Multiple-Criteria Evaluation of Thin-Walled Energy-Absorbing Structures of Train Under Fuzzy Environment: Modeling and Algorithm

• Published in: IEEE access Vol. 9; pp. 150393 - 150402
• Main Authors: Li, Hongliang, Qiu, Jiangjie, Li, Tao, Xie, Guoquan, Wang, Danqi, Wang, Wenjie
• Format: Journal Article
• Language: English
• Published: Piscataway IEEE 2021; The Institute of Electrical and Electronics Engineers, Inc. (IEEE)

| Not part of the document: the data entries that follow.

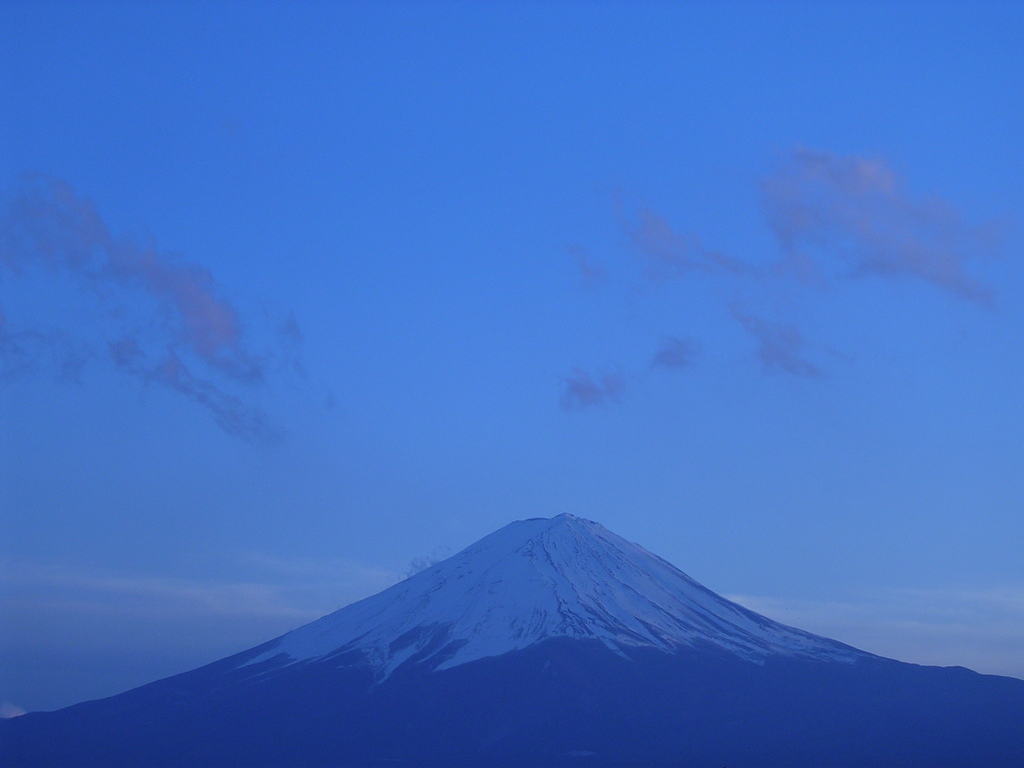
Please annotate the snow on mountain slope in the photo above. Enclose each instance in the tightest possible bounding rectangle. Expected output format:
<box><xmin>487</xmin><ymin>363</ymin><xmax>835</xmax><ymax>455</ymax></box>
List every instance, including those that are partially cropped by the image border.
<box><xmin>237</xmin><ymin>515</ymin><xmax>868</xmax><ymax>677</ymax></box>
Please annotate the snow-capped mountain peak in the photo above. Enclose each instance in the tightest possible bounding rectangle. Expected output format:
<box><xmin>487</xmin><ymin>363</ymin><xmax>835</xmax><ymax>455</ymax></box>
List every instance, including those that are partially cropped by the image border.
<box><xmin>241</xmin><ymin>514</ymin><xmax>865</xmax><ymax>677</ymax></box>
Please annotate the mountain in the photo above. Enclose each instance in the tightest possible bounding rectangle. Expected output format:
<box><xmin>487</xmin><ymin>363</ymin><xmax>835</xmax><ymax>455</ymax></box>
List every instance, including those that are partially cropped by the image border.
<box><xmin>0</xmin><ymin>515</ymin><xmax>1024</xmax><ymax>768</ymax></box>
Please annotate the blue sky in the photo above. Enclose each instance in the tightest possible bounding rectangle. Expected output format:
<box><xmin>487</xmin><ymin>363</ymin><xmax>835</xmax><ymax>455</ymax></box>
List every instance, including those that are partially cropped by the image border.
<box><xmin>0</xmin><ymin>2</ymin><xmax>1024</xmax><ymax>713</ymax></box>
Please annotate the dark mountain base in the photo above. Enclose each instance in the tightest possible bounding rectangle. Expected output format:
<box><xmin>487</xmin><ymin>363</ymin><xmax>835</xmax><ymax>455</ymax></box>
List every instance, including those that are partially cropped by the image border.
<box><xmin>6</xmin><ymin>640</ymin><xmax>1024</xmax><ymax>768</ymax></box>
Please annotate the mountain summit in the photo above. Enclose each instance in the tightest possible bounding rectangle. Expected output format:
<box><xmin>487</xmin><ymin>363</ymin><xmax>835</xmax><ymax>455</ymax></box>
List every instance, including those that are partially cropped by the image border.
<box><xmin>247</xmin><ymin>514</ymin><xmax>866</xmax><ymax>676</ymax></box>
<box><xmin>0</xmin><ymin>515</ymin><xmax>1024</xmax><ymax>768</ymax></box>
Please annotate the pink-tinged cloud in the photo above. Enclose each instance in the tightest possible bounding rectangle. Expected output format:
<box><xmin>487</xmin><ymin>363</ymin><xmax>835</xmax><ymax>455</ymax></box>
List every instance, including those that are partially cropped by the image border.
<box><xmin>732</xmin><ymin>307</ymin><xmax>822</xmax><ymax>378</ymax></box>
<box><xmin>0</xmin><ymin>175</ymin><xmax>301</xmax><ymax>440</ymax></box>
<box><xmin>559</xmin><ymin>368</ymin><xmax>626</xmax><ymax>411</ymax></box>
<box><xmin>762</xmin><ymin>150</ymin><xmax>992</xmax><ymax>304</ymax></box>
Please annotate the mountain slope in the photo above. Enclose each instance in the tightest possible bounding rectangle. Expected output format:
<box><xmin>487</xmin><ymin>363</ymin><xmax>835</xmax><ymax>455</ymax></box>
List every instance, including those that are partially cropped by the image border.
<box><xmin>243</xmin><ymin>515</ymin><xmax>862</xmax><ymax>676</ymax></box>
<box><xmin>0</xmin><ymin>515</ymin><xmax>1024</xmax><ymax>768</ymax></box>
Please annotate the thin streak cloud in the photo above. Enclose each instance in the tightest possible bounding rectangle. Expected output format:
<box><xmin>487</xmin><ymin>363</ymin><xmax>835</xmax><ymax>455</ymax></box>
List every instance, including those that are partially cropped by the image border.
<box><xmin>762</xmin><ymin>150</ymin><xmax>994</xmax><ymax>304</ymax></box>
<box><xmin>0</xmin><ymin>175</ymin><xmax>301</xmax><ymax>441</ymax></box>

• Subjects: Absorption; Algorithms; Aluminum alloys; Biological properties; Biological system modeling; Biomimetics; Bionics; Computer crashes; Configuration management; Crashworthiness; Decision support systems; Design engineering; Empirical analysis; Energy absorbing structures; Energy absorption; Environment models; evaluation algorithm; Finite element analysis; Finite element method; Fuzzy logic; Fuzzy sets; High speed rail; high-speed train; Impact strength; Light levels; Mathematical models; Mechanical properties; Multiple criterion; Reliability analysis; Sensitivity analysis; Strain; sustainability; Sustainable development; Thin wall structures; transportation; Transportation systems
• ISSN: 2169-3536; 2169-3536
• DOI: 10.1109/ACCESS.2021.3125397

High-speed train is of great significance in the modern comprehensive transportation system. Bio-inspired engineering design, with the excellent structural and mechanical properties of the biological systems, has been a widespread concern in the design of thin-walled energy-absorbing structures for high-speed trains. However, different structural characteristics have significant effects on the performance of crashworthiness and lightweight level. Collaboration matching of performance between design and operational processes considering the engineering requirements has become an urgent problem. This study constructs the finite element model of the horsetail-bionic thin-walled energy-absorbing structure, which is inspired by horsetail's structural characteristics. An existing high-speed train is set as the empirical case. The effects of the number of cross-section configurations on the performances of crashworthiness and light level are explored under the condition of train collision. A hybrid decision-making methodology that combines fuzzy DEMATEL and TODIM is proposed. The result shows the horsetail-bionic thin-walled structure with six-floor plates is the optimal alternative considering the multiple criteria. In addition, comparison with the existing methods and sensitivity analysis are conducted to validate the reliability of this proposed approach. This study provides an effective decision support tool for crashworthiness evaluation or structural feature selection of thin-walled structures.